There is a right and a wrong. It's not that you're old, but that schools taught English back when you were in them.

The reason is the same one that leads people to think apostrophe-s means plural. Or worse, that you always use an apostrophe before an s at the end of a word.
 

I like the thought here I could get behind the idea that MTG is shaping the tabletop industry as a whole. If that was the driving factor I wonder why the delay? It has been around since the early 90s but "costing" seems to have taken 25ish years to rest it's head in other parts of the hobby.

I was VERY into magic in it's early days. I stopped collecting at Homelands. I never heard the phrase costed, but then again I didn't play in store and the internet wasn't a big influence on the hobby.

From there I transitioned to 2nd edition 40k. Stuck with that through 3rd edition and once again never heard the term costed. Internet boards became a bigger thing at this time, but still nowhere near what we have today.

From there 3e popped on the scene and I moved to mostly playing that for it's entire run. Joined ENworld to get the scoop on changes coming with 3rd so forums were big by then. Never saw costed.

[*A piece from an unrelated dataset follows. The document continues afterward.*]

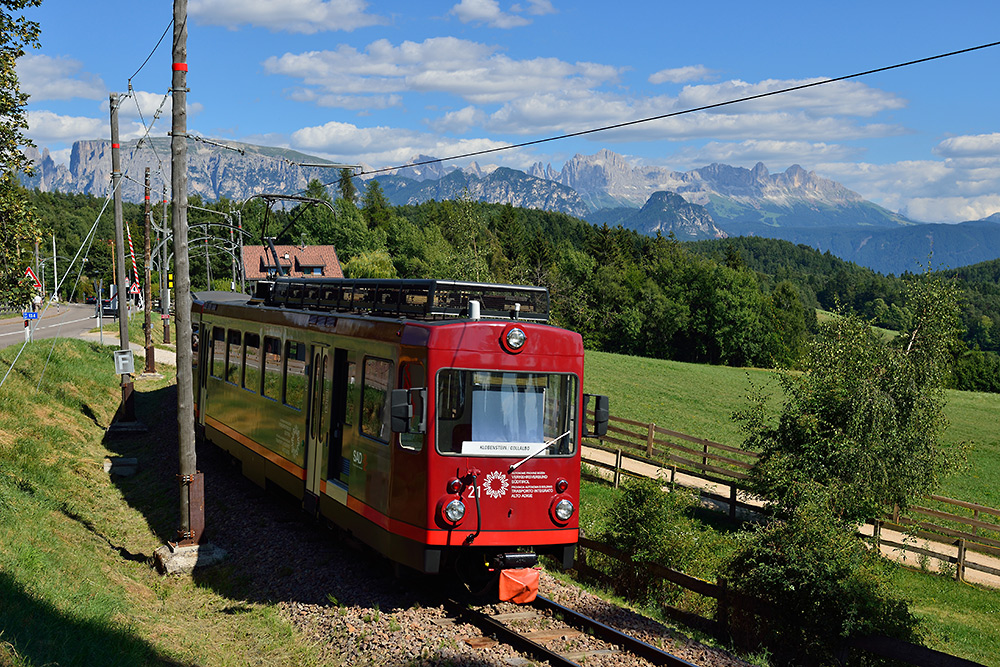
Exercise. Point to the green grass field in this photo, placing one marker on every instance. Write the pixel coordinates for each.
(700, 400)
(75, 585)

Around the time of late 3rd I picked back up collecting boardgames. First started to notice the term costed when listening to Xwing miniatures podcasts. 2013ish.

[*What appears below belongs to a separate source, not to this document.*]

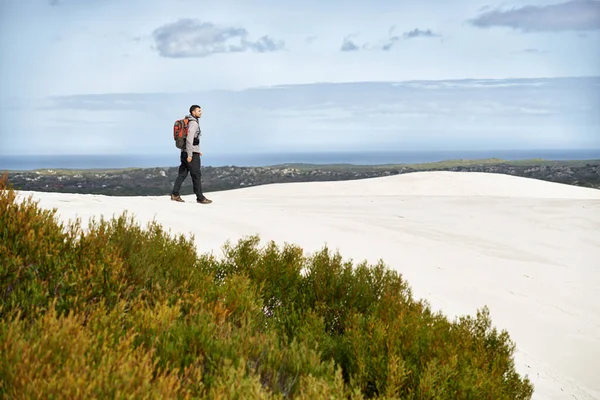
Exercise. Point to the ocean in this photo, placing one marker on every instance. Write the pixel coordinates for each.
(32, 162)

Since then it's become pervasive in miniatures gaming sources I dip my toes into, but I've not seen it very frequently in RPG circles.

Then today I accidentally clicked the wrong thing and threads I'd normally never read showed on my feed, as linked above. Costed has entered RPG lingo it seems.

I don't believe the podcasts or forum users I see using costed are unintelligent, uneducated, or needlessly spouting netspeak gibberish. Costed is just a term that has entered our vernacular and perhaps it's a fair add to distinguish real world price versus in game price.

I find language change interesting and don't mind a reasonable amount of it in my lifetime. Time moves on and words people use do as well. It reminds me of the team behind Deadwood explaining their choice of using modern cursing (AND LOTS OF IT) because period accurate cursing would make the otherwise we'll written characters sound like Yosemite Sam to our ears.
 

I was VERY into magic in it's early days. I stopped collecting at Homelands. I never heard the phrase costed, but then again I didn't play in store and the internet wasn't a big influence on the hobby.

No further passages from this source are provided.